I'm trying to modify this solution (the first answer) that counts null values based on group by, the only difference is I want percentage of them (e.g. 30% of the column1 for year 2016 is null), not count (e.g. 6521 of th column1 for year 2016 is null). My query:
WITH t1nulltest AS
( select date_column
,SUM(IF(c1 IS NULL,1,0))/count(*) OVER (PARTITION BY date_column) as c1null
,SUM(IF(c2 IS NULL,1,0))/count(*) OVER (PARTITION BY date_column) as c2null
,SUM(IF(c3 IS NULL,1,0))/count(*) OVER (PARTITION BY date_column) as c3null
,SUM(IF(c4 IS NULL,1,0))/count(*) OVER (PARTITION BY date_column) as c4null
,SUM(IF(c5 IS NULL,1,0))/count(*) OVER (PARTITION BY date_column) as c5null
,row_number() OVER (PARTITION BY date_column) as rowno
from t1)
select
date_column, c1null, c2null,c3null,c4null,c5null from t1nulltest
where rowno =1;
The only difference from the original solution is that I add /count(*)
, but this doesn't work, and I wonder why. The original query works. My query gives the error:
Error while compiling statement: FAILED: SemanticException Failed to breakup Windowing invocations into Groups.
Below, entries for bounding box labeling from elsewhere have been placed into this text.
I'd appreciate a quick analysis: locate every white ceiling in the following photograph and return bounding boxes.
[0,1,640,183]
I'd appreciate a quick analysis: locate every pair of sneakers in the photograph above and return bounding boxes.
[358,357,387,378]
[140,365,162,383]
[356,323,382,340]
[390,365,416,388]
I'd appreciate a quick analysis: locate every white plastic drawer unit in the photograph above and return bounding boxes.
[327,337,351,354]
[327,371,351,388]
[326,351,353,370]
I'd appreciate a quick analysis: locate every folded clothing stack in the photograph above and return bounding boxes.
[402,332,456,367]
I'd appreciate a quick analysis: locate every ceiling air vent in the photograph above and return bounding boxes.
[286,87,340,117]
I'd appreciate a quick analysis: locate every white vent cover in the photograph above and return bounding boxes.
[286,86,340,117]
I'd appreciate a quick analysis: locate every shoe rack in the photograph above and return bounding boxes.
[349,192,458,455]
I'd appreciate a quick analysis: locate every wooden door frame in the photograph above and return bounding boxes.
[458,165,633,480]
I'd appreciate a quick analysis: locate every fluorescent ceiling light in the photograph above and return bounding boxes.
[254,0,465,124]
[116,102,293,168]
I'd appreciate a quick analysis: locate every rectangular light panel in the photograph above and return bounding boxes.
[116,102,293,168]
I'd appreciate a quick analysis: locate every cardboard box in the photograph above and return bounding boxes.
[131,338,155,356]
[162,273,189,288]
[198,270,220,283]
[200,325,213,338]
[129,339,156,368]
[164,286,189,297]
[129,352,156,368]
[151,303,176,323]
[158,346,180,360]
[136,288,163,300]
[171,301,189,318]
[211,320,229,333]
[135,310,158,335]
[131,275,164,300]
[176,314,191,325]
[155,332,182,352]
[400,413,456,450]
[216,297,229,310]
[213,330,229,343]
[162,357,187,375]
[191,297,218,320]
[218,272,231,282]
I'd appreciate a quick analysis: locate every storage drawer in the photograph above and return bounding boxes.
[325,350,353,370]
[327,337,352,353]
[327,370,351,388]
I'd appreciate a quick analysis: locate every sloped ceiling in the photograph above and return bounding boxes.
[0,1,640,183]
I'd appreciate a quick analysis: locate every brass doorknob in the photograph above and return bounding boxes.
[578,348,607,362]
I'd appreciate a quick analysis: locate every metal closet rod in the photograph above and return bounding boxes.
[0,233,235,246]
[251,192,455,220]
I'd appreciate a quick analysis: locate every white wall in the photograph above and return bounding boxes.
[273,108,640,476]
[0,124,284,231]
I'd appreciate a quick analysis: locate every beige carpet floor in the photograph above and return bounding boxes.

At least 1 group must only depend on input columns. Also check for circular dependencies. Underlying error: org.apache.hadoop.hive.ql.parse.SemanticException: line 2:68 Expression not in GROUP BY key 'date_column'
I suspect that the whole logic can be simplified into a simple aggregation query.
select
date_column,
1.0 * (count(*) - count(c1)) / count(*) c1_null_ratio,
1.0 * (count(*) - count(c2)) / count(*) c2_null_ratio,
1.0 * (count(*) - count(c3)) / count(*) c3_null_ratio,
1.0 * (count(*) - count(c4)) / count(*) c4_null_ratio,
1.0 * (count(*) - count(c5)) / count(*) c5_null_ratio
from t1
group by date_column
This can also be phrased with avg()
:
select
date_column,
avg(case when c1 is null then 1 else 0 end) c1_null_ratio,
avg(case when c2 is null then 1 else 0 end) c2_null_ratio,
avg(case when c3 is null then 1 else 0 end) c3_null_ratio,
avg(case when c4 is null then 1 else 0 end) c4_null_ratio,
avg(case when c5 is null then 1 else 0 end) c5_null_ratio,
from t1
group by date_column